Here, we're dealing with my Dad's (untreatable) cancer, among other things. We just kind of cleared our calendars, and decided to relax and spend time together - nothing big, just time together. It has helped.

Taking it slow,
Prayers going your way,
Rachel

Ranger Dan
02-28-2007, 11:22 PM
Thank you all so much. I was able to read most everyone's reply before heading over to Mom & Dad's for a couple days. I felt very blessed and encouraged, many thanks.

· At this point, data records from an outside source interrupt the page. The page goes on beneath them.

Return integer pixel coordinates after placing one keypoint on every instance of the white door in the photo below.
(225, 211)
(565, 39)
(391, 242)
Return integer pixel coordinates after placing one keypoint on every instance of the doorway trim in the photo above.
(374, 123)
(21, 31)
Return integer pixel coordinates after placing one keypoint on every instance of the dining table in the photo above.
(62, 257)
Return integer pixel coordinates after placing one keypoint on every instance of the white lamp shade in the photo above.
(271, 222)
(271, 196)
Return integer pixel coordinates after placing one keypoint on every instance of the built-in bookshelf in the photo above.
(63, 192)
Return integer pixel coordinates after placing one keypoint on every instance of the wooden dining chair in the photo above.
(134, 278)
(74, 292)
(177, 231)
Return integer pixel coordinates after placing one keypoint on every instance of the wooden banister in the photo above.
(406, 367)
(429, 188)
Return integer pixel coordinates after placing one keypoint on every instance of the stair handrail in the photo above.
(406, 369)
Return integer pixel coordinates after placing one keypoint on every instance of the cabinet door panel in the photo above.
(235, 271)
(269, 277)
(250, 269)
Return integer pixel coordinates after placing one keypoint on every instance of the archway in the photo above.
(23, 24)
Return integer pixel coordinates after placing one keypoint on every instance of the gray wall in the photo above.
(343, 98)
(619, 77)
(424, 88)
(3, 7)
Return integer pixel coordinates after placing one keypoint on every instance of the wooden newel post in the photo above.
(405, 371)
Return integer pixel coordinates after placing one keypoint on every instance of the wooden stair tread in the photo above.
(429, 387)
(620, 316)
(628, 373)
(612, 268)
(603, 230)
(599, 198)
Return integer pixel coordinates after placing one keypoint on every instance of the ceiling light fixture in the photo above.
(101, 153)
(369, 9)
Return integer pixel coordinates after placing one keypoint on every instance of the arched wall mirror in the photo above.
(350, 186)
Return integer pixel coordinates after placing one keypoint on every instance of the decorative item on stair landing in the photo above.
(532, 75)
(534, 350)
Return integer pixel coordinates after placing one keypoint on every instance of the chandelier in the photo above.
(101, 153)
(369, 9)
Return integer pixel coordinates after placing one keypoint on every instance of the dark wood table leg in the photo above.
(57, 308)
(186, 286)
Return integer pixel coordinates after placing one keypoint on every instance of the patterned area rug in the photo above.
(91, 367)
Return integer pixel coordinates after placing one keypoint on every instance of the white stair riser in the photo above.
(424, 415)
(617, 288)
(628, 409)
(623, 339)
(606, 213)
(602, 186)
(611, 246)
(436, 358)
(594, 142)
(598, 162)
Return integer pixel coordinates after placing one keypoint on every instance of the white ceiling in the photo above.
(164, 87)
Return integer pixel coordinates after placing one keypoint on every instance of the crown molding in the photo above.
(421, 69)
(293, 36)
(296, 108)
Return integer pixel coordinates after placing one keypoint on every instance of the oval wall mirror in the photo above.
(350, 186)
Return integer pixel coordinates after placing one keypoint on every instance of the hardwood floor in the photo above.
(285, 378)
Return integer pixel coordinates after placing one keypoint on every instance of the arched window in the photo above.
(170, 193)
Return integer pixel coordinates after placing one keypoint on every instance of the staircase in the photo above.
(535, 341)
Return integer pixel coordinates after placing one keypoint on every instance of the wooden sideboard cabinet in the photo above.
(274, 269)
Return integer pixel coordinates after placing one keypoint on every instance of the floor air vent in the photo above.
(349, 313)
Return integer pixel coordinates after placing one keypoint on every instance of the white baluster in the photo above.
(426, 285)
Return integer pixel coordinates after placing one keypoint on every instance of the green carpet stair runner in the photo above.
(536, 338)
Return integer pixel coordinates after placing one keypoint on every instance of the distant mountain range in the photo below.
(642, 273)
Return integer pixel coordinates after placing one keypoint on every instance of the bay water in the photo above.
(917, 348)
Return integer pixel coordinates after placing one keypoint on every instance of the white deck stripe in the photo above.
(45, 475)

Mom's surgery went fabulously and she is doing fine. Dad is rapidly declining, but we were able to find a hospice care facility that took him in today. There he will be able to end his days in relative peace and no pain. An adjustment in my son's meds ~ basically in the time of day he is taking them and he is back to doing fine. Well, that and the school has a wonderful first grade teacher and an extremely understanding and helpful principal.

VineeD
03-01-2007, 08:28 AM
Dan, glad to hear things are improving a bit. It is hard to see your dad in this place. But, I know that it must be somewhat reasuring that he is being well treated and taken care of as much as possible. My thoughts are with you.

ARTMUTT
03-01-2007, 01:47 PM
Dan,

Glad to hear a bit of good news from your way. I hope things continue to improve.

BA

objectivistartist
03-01-2007, 02:22 PM
That is all indeed good news.... glad is all on upswing now.....:thumbsup:

valchina612
03-01-2007, 09:57 PM
Dan, I am so pleased to see your update. It is great news that your Mom is doing so well after her surgery, and that you have found a hospice for your Dad -- that would be such a relief for you. And it's wonderful news that your little fellow is doing so much better now with the change of time for his meds. One thing that I'm really thrilled about is that he has a wonderful first grade teacher, and an understanding principal. That can make all the difference.